To that end, Chris has developed his own variations on open tunings, and he douses his sound with effects like vintage phase shifters and an Electric Mistress. "A lot of the songs on Cellar Door were among the first bunch of songs I wrote about eight years ago, but when it came time to record, of the 100 or so I've got in my repertoire we felt like those really hung together nicely because of their confessional nature."

FULLY GASSED

The Boston rock scene has plenty of outstanding improvisers, from guitarist Reeves Gabrels to saxist Ken Field to Saturnalia's violin-wielding leader, Jonathan LaMaster. But the improvising trio Auto 66 labor under a unique, playful set of constraints.

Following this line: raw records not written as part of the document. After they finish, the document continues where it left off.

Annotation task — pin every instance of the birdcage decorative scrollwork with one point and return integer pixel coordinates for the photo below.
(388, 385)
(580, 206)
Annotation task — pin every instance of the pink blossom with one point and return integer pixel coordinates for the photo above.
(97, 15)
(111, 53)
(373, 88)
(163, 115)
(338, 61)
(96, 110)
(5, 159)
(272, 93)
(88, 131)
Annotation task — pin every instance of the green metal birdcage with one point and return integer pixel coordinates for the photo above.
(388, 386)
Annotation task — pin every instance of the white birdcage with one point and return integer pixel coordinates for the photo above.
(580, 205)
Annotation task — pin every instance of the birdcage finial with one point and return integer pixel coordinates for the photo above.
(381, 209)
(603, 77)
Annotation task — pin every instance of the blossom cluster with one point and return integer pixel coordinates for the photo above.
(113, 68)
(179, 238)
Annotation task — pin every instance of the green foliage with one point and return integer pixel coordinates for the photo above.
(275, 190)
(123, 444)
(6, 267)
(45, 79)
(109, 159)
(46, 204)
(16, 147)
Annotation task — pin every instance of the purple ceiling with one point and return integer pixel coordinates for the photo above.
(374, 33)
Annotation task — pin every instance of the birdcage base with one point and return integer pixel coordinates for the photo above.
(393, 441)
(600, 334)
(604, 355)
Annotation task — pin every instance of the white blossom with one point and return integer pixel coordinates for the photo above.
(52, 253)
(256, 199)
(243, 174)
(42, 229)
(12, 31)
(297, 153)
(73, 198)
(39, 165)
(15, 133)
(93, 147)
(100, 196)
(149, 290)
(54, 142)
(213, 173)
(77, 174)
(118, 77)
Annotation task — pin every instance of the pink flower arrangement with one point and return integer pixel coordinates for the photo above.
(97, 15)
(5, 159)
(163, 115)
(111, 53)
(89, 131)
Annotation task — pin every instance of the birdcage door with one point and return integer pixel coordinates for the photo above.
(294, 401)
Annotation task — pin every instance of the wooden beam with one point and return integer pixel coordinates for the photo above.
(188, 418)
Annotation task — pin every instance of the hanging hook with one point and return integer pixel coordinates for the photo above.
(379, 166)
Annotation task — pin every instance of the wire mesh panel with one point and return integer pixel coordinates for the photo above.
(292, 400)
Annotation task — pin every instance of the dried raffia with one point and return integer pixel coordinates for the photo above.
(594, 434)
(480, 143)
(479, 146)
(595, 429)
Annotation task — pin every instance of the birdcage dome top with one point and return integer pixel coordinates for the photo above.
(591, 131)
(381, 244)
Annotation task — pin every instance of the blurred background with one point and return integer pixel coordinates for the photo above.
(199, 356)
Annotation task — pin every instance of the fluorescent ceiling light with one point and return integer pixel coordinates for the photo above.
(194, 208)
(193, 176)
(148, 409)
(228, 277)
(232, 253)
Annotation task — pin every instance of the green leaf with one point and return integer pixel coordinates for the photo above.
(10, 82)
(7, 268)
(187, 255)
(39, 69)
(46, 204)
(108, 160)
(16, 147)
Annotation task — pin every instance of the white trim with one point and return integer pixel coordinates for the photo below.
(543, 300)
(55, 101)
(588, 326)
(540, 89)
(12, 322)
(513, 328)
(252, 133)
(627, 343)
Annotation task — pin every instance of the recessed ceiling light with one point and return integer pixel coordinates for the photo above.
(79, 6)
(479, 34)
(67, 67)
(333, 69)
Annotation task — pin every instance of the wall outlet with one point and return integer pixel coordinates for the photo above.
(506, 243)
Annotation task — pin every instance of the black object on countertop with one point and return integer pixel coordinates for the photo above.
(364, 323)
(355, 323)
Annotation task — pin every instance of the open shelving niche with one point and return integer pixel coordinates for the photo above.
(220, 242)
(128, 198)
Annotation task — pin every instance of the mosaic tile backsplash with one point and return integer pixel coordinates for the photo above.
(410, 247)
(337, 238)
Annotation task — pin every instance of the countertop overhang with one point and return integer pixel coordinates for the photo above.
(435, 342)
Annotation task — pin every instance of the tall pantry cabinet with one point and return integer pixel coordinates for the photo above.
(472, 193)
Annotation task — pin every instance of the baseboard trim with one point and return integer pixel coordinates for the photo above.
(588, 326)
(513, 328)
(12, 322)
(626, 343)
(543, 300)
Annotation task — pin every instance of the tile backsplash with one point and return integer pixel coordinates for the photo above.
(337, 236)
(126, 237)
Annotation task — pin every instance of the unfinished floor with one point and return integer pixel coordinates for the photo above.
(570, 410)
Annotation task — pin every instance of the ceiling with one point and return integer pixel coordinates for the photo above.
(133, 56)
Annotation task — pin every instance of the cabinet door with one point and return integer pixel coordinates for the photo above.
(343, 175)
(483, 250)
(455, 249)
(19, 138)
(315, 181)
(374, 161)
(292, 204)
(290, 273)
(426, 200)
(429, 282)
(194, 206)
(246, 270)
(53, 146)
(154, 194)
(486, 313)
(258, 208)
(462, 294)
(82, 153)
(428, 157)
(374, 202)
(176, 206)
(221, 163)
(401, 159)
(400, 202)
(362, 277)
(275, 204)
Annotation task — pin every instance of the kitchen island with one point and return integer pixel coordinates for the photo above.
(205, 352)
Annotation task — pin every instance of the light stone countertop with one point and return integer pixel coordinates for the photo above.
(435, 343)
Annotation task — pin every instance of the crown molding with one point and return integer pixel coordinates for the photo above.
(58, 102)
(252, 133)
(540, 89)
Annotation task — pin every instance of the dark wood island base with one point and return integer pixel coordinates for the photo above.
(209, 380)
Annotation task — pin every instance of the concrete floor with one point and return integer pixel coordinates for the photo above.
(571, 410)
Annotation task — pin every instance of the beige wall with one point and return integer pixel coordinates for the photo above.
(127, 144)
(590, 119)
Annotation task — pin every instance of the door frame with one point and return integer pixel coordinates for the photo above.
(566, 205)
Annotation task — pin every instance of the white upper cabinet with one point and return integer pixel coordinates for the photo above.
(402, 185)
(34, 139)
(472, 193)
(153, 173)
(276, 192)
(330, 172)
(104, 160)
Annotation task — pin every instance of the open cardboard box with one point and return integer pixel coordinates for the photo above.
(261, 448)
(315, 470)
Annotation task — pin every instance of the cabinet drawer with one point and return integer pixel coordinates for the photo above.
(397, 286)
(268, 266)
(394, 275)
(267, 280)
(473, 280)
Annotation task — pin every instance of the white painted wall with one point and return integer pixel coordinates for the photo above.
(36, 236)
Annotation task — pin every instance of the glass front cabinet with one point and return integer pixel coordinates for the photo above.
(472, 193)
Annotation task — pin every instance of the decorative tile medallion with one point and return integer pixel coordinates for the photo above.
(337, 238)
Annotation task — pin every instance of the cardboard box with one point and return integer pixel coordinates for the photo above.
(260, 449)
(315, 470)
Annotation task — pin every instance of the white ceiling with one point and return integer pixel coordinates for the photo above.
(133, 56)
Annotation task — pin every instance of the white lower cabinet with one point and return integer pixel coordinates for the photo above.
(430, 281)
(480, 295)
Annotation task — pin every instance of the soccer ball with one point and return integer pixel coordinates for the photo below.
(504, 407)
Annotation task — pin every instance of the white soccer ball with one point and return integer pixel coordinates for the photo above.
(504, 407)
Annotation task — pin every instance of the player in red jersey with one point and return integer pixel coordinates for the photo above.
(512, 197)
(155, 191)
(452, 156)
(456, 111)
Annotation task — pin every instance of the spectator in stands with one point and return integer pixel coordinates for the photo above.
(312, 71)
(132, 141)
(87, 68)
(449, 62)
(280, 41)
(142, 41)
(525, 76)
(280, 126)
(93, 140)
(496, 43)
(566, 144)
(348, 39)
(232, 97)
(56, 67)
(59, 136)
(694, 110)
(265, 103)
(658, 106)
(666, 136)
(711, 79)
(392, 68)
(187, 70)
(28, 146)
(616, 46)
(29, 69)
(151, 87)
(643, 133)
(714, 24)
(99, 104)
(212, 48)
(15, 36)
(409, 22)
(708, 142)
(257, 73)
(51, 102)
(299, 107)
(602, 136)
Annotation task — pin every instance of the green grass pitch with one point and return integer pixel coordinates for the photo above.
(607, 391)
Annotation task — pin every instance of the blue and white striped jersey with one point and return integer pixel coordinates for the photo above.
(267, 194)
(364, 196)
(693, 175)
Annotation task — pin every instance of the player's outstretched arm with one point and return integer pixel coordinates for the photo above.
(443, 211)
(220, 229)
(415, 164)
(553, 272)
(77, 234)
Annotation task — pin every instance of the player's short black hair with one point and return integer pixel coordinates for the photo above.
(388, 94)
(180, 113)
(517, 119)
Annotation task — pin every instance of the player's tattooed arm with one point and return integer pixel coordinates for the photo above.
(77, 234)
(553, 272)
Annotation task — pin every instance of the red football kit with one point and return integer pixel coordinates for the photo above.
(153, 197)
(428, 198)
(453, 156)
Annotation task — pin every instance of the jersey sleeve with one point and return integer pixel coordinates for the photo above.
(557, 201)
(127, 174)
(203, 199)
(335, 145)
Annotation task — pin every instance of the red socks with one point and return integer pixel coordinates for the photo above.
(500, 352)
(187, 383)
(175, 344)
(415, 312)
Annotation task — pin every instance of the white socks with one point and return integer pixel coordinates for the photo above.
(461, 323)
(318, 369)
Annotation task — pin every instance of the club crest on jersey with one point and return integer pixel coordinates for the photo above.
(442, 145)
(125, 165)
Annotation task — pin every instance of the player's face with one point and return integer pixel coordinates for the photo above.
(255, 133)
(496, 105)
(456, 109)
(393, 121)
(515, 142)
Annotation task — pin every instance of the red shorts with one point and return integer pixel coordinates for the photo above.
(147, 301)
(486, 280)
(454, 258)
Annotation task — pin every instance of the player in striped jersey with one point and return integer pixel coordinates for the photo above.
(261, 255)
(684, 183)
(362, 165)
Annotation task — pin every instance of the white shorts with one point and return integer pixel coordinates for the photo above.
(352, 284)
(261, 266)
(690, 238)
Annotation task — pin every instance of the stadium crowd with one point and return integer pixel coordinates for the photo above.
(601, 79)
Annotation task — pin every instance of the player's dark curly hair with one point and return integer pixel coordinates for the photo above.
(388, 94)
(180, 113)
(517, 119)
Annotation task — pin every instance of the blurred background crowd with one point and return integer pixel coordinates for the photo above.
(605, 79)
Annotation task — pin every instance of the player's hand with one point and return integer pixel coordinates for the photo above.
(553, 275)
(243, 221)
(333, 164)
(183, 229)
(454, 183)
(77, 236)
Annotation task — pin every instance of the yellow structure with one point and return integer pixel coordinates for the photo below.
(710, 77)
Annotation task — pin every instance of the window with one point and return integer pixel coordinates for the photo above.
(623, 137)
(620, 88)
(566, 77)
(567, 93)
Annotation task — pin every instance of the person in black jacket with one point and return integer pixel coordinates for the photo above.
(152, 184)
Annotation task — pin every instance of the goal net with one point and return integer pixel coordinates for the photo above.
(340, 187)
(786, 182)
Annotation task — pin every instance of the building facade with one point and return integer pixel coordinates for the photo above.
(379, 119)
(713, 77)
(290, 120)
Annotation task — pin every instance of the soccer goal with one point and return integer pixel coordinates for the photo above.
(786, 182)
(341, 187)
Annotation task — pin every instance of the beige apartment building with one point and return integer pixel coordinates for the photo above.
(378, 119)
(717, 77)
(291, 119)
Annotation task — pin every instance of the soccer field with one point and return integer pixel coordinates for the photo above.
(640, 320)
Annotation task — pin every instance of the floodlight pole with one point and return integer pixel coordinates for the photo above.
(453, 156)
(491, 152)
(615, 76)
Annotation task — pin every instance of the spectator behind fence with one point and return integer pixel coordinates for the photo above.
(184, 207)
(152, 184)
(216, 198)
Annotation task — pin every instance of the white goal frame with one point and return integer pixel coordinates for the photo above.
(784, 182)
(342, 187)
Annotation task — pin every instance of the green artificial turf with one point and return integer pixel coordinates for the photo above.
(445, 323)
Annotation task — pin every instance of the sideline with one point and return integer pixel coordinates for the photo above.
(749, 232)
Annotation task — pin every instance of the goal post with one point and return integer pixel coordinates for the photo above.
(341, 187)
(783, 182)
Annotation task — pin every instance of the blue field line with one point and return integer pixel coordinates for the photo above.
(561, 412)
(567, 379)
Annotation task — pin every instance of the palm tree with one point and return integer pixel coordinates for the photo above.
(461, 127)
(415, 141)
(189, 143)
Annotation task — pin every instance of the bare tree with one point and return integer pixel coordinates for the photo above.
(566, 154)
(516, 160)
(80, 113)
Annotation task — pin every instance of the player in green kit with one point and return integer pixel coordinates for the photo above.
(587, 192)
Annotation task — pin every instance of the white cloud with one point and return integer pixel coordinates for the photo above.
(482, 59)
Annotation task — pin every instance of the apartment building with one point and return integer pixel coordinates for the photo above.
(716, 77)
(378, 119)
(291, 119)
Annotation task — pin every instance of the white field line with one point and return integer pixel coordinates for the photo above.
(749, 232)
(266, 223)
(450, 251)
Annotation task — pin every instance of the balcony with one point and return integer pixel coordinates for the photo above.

They use a timer, set for between two and five minutes, to rein in their pieces, and they insist on creating heads and riffs that they treat like verses and chorus, building instant instrumental pop songs rather than textural pieces.

This works well both live and on album, where numbers (a term I use loosely, since these tunes live only once) like the recorded "Gold Fever" sound at times like U2's collaborations with Brian Eno, minus Bono. Most often drummer Joe Coe lays down mid-tempo percolation while guitarist Doug Vargas and bassist Tristram Lozaw do a spiders' dance, interweaving lines of melody. It's music to float away by, yet it remains consistently melodic and focused, the hooks always to the fore even when Vargas is pulling bell tones out of his Stratocaster or Lozaw starts snapping his bass strings for dirty, violent, adamantly propulsive effect.

All three Auto 66 members are powerful and experienced players, and that rings in the offhand way they establish and sustain moods, especially live, where the music often takes on a darker, heavier cast than on their debut CD, Pro*Mo (Tri bal Jargon). Lozaw's history ranges from mid-'80s outfit Someone and the Somebodies to present-era bands Serum and Dirt Red. Vargas also plays in Dirt Red; his first prominent local role was in Aimee Mann's pre-'Til Tuesday band the Young Snakes. But it's Auto 66 who are proving to be a vehicle for some of this trio's most vital, creative playing.